The main video screen lit up with a vertical progress cylinder which charted the progress of the storage devices. At least he would have a report of this overwhelming attack, something for later, something to digest and to analyse in minute detail. For the time being he could only wait. Wait for the system to reboot.
He stood upright, stretched him spine and snapped his neck in circles. The painful clicks from his bones only helped to reinforced his defeat at the keyboard. A small, glass capsule appeared from his pocket. After a twist, its strong narcotics were sucked up each nostril with a violent snatch of breath. The room span in a defocused tornado for a second or more before re-phazing into a sharp, stable image.

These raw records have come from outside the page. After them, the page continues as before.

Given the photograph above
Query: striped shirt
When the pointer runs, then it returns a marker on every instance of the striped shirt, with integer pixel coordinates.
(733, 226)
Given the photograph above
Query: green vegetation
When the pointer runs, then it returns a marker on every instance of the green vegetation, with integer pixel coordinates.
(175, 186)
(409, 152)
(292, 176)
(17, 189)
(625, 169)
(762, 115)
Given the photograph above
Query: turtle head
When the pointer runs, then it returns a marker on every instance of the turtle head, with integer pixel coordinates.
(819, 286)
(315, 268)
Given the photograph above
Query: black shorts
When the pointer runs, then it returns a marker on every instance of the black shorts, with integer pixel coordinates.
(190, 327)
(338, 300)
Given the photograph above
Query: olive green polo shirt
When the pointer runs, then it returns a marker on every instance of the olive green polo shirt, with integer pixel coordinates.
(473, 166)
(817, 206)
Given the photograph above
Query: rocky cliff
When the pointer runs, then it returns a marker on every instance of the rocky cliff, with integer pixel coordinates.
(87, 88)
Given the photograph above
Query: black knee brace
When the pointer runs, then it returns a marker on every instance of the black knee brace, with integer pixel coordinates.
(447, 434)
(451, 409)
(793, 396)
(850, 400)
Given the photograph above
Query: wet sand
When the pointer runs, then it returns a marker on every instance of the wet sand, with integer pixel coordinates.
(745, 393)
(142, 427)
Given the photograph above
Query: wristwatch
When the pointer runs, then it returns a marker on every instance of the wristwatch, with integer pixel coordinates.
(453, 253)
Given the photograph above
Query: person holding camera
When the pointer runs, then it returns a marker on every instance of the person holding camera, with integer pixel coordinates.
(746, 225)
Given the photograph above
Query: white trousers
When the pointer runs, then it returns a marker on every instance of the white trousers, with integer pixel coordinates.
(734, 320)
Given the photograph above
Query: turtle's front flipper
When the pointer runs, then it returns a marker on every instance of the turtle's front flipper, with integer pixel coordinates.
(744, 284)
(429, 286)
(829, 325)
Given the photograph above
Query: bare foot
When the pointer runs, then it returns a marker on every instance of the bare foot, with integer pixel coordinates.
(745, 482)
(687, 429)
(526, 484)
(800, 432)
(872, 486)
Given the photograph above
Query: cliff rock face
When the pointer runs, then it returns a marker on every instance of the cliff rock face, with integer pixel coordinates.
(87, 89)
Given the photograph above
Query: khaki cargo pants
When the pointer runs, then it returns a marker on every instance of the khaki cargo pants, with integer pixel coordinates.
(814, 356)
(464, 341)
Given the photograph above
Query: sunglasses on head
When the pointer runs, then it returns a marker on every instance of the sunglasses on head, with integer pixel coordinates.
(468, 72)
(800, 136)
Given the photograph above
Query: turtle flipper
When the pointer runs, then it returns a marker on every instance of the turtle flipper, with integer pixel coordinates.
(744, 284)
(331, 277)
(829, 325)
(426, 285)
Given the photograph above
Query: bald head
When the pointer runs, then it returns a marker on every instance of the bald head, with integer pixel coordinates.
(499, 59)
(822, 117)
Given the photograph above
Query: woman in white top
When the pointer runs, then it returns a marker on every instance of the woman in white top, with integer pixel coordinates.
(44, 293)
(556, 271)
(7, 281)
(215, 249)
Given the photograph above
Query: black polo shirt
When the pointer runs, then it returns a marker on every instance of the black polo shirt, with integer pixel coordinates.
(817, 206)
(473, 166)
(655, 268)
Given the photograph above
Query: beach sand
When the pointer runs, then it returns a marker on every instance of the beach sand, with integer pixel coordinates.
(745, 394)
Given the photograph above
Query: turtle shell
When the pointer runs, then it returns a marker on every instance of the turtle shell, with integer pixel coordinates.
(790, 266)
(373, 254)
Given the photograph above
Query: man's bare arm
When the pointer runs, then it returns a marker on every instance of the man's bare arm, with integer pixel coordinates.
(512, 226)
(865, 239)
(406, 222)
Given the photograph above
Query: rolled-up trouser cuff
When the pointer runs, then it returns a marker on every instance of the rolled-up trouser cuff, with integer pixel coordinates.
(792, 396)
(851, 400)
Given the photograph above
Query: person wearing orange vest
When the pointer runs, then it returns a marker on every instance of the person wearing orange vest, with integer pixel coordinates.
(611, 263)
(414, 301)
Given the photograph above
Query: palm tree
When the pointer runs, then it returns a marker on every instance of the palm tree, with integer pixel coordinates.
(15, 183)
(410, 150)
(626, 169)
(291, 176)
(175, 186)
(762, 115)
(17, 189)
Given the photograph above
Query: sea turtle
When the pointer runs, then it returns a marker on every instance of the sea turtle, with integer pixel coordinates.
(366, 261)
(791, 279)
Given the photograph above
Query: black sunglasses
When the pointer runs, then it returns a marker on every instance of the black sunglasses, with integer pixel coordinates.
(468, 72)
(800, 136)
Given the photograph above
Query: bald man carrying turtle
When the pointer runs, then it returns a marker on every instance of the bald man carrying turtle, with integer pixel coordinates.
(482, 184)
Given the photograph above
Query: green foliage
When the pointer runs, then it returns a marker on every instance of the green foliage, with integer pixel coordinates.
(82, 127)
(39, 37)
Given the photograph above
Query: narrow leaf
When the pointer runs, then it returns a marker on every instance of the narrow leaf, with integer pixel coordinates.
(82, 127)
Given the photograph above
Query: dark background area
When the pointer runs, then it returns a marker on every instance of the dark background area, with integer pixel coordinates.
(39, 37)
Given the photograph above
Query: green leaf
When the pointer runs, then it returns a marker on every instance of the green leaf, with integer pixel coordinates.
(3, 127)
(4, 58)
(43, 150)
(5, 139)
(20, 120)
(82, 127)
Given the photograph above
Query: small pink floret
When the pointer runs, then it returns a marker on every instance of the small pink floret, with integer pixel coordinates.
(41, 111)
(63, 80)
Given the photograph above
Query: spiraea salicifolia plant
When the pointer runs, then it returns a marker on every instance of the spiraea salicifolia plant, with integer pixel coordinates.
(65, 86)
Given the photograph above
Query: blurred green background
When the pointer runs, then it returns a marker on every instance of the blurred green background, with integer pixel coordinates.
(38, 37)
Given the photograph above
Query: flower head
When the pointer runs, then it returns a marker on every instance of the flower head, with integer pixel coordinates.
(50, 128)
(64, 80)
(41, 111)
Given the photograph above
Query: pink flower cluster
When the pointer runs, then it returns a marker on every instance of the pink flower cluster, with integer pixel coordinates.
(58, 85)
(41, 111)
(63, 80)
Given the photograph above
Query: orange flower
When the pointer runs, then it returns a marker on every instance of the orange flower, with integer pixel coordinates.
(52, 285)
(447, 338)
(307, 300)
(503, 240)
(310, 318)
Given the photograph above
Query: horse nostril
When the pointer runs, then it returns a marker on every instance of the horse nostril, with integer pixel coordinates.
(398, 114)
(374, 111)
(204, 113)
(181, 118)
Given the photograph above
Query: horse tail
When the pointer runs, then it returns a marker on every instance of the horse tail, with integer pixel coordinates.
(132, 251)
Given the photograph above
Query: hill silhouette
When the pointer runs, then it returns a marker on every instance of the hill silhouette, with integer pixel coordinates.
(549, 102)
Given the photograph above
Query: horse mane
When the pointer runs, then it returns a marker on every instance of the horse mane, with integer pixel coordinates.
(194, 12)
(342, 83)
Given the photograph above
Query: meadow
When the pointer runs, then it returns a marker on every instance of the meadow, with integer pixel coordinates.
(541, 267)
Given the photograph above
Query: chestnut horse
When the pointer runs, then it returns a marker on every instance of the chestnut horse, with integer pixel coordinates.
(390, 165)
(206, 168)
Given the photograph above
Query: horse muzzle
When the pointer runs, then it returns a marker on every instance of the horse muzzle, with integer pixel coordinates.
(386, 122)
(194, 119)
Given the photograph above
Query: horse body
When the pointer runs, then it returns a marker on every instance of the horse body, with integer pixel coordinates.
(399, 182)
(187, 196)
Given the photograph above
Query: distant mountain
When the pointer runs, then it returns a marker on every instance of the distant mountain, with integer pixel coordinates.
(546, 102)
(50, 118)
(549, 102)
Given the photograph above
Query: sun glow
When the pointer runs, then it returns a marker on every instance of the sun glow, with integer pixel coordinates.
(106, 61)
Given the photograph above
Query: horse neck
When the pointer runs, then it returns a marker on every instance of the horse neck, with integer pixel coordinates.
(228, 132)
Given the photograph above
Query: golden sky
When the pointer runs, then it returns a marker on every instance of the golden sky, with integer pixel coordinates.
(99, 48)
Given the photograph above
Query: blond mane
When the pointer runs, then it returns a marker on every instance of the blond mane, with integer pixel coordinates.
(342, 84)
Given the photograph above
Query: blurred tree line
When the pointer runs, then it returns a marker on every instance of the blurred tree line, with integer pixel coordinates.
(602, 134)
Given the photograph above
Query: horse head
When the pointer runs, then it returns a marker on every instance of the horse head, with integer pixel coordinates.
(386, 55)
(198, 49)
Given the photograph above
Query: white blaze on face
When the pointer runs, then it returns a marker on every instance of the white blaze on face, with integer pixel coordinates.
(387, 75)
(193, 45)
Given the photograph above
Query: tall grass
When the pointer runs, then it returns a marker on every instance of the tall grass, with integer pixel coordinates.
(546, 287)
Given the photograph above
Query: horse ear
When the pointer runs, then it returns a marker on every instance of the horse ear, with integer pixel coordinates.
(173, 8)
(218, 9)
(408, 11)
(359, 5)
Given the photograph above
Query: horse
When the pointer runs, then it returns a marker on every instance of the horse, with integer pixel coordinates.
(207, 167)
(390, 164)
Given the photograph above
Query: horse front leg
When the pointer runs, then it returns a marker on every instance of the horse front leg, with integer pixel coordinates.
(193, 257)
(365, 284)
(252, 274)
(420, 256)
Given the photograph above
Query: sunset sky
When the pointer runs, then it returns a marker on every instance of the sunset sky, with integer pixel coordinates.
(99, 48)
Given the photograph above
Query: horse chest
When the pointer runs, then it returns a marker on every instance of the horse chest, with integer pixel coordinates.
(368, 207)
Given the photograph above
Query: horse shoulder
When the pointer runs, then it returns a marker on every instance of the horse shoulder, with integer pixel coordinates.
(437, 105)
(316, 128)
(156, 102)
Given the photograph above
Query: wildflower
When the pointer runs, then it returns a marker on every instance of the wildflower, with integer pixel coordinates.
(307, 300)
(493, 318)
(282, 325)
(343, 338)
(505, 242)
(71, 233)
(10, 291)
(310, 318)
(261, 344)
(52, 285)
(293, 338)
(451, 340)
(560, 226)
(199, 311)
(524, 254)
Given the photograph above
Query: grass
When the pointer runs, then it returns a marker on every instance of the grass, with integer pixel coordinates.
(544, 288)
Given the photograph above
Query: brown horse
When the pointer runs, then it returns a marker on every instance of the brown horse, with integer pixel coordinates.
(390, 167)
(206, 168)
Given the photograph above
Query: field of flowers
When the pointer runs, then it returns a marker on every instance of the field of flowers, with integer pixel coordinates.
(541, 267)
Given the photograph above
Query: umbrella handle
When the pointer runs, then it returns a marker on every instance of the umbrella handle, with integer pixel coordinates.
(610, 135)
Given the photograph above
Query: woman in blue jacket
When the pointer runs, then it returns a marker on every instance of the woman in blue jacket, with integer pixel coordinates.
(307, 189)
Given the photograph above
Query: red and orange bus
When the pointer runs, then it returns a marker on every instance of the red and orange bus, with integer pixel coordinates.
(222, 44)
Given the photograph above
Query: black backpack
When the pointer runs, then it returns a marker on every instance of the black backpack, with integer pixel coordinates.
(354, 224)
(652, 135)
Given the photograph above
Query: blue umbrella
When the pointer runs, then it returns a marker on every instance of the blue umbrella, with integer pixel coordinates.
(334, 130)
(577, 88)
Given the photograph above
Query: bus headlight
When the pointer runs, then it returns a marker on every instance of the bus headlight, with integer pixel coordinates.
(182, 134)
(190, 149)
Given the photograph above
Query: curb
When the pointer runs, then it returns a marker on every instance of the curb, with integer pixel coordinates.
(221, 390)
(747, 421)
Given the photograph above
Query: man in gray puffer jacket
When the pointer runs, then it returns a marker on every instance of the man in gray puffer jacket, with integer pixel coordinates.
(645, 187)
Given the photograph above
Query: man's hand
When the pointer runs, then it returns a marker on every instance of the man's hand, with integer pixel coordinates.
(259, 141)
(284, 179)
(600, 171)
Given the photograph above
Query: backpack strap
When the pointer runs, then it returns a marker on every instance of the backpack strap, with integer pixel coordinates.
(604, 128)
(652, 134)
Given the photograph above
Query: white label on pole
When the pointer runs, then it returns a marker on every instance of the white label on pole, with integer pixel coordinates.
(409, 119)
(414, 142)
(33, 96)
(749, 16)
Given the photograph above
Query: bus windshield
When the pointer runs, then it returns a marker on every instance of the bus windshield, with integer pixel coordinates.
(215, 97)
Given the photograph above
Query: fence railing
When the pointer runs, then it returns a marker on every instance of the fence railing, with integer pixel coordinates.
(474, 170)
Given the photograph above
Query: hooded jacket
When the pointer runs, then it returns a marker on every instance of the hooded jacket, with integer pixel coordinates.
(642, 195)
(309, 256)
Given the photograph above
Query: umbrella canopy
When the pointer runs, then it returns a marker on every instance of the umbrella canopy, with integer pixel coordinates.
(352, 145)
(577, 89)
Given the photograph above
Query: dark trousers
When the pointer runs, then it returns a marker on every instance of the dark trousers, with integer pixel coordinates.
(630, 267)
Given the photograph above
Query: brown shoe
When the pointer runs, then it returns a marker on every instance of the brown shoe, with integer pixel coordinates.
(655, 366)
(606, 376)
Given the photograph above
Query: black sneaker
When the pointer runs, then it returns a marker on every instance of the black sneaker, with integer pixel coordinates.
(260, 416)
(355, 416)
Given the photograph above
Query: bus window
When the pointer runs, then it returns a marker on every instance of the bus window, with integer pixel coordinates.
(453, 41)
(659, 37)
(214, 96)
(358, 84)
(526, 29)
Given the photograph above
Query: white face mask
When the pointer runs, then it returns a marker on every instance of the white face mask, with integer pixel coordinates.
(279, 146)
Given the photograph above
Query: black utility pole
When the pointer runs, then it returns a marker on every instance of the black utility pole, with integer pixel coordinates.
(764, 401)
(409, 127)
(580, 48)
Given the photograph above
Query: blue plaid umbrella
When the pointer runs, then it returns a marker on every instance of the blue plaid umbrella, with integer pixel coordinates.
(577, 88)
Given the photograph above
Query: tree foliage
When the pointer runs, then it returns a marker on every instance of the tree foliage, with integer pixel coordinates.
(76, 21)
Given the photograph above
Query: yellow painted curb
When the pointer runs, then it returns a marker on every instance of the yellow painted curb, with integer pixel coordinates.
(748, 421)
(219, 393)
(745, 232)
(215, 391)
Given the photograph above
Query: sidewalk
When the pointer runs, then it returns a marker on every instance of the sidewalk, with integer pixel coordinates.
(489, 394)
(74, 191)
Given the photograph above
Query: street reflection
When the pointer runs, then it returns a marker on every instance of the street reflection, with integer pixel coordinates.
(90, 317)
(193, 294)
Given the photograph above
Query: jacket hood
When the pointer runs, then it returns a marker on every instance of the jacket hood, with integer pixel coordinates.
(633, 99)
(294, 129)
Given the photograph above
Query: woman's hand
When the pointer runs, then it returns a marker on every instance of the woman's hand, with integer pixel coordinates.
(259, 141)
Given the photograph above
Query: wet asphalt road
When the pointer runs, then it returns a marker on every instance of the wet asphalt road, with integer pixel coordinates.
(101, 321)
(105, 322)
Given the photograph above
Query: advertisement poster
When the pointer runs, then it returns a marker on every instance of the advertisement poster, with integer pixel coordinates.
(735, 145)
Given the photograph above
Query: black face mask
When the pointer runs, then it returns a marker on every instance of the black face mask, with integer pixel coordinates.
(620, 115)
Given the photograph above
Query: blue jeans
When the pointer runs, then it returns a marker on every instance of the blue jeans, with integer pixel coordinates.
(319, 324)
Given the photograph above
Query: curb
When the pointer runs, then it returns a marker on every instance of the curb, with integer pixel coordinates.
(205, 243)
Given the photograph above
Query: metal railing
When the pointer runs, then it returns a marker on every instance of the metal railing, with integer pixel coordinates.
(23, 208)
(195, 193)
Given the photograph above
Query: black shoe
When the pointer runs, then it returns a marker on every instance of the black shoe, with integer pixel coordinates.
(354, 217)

* BEEP * Storage limit exceeded.
"How the hell can you exceed a limit? Crap-hole system."
The sharp rain outside drove against the windows like a washing line full of doors all slamming shut. Nature itself, aroused by the technologic storm inside, now continued the attack from outside. The clouds of pollution fumbled between the rotating advertisement board giving them a ghostly veil of grey dust and coloured hologram stitching. It was a bizarre, unreal and unnerving apparition beyond the thick, vertical window recesses of the lab wall. The noise from the frantic pedestrians and a thousand taxi-pods could now be heard for the first time over the quietened network system. Shuttles raced overhead with V.I.P. passengers all desperate to arrive for an important business meeting before the acidic rain could have chance to burn a hole in their transport-pods and their designer suits.
The figure walked around. Only pausing to step over the automatic droid he looked through the thick protective glass and watched the chaotic scenes around him. Flickering neon signs and floating street vendor delivery barges intertwined their own paths through the weather, the giant skyscrapers and the troop juggernauts. Each one avoiding a collision with what seemed like only millimeters to spare. He wondered how many of those onboard navigation networks he had hacked or repaired over the years. But like the amount of traffic, and data traffic, he had to admit defeat, the numbers where simply too big to be either memorable or interesting.
He pressed his head against the cool glass. The vibrations from the rain and sound waves outside felt like a cheap massage, something he could get 24-7 from any sleazy club on every block of the city. His eyes wandered. He scanned the streams of taxi-pods and wondered how many executives were either on their way to a high-class prostitute or on their way back from a high-class prostitute.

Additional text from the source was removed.